We really only want to invest where the rule of law is strong and where we know our rights as shareholders are protected. There are other places in the world where we can achieve that, but we also like to stay in our circle of competence. The reason why we have a fairly high degree of U.S.-based businesses is because the Canadian marketplace is pretty narrow.
What concerns are you hearing from investors today?
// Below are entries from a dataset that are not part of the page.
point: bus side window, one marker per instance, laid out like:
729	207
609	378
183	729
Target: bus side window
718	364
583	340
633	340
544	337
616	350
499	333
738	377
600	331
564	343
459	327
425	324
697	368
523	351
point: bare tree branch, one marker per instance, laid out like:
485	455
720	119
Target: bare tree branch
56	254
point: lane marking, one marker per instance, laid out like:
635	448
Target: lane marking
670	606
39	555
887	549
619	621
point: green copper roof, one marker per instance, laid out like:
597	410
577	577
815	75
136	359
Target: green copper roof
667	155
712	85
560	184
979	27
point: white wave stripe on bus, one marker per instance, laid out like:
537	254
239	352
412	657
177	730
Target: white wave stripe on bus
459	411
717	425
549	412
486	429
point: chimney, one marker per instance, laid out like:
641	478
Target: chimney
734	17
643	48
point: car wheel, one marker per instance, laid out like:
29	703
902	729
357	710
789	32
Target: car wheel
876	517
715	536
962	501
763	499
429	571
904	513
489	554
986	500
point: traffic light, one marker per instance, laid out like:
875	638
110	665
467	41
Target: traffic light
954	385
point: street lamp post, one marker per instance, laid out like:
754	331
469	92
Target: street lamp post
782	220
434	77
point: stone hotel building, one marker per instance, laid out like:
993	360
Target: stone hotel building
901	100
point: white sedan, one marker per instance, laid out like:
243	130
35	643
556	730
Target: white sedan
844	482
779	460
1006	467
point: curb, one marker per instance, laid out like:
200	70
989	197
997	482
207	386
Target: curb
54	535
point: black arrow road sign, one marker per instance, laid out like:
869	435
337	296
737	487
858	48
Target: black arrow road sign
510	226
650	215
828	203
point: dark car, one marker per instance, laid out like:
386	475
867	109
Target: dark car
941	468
Some of our clients are concerned the markets have run too far, too fast. They’re also concerned with the impeachment talk in the U.S., political instability and the inverted yield curve – topics they hear about in the media day in and day out. A lot of clients are concerned about generating yield, especially retired investors living off of their portfolio. We caution them not to chase yields. There are instruments out there that show a very high yield, but the quality of that investment usually is suspect.
What have you been buying lately?
We are in the process of buying Microsoft Corp. We’ve owned it before in the past, but it’s a new position for client portfolios. It’s a wonderful business. It has a long runway for growth, very high margins and it’s an incredibly sticky business. I don’t see a lot of businesses migrating away from [Microsoft’s] cloud web-based services or their software. They have a pretty high cash position and no net debt.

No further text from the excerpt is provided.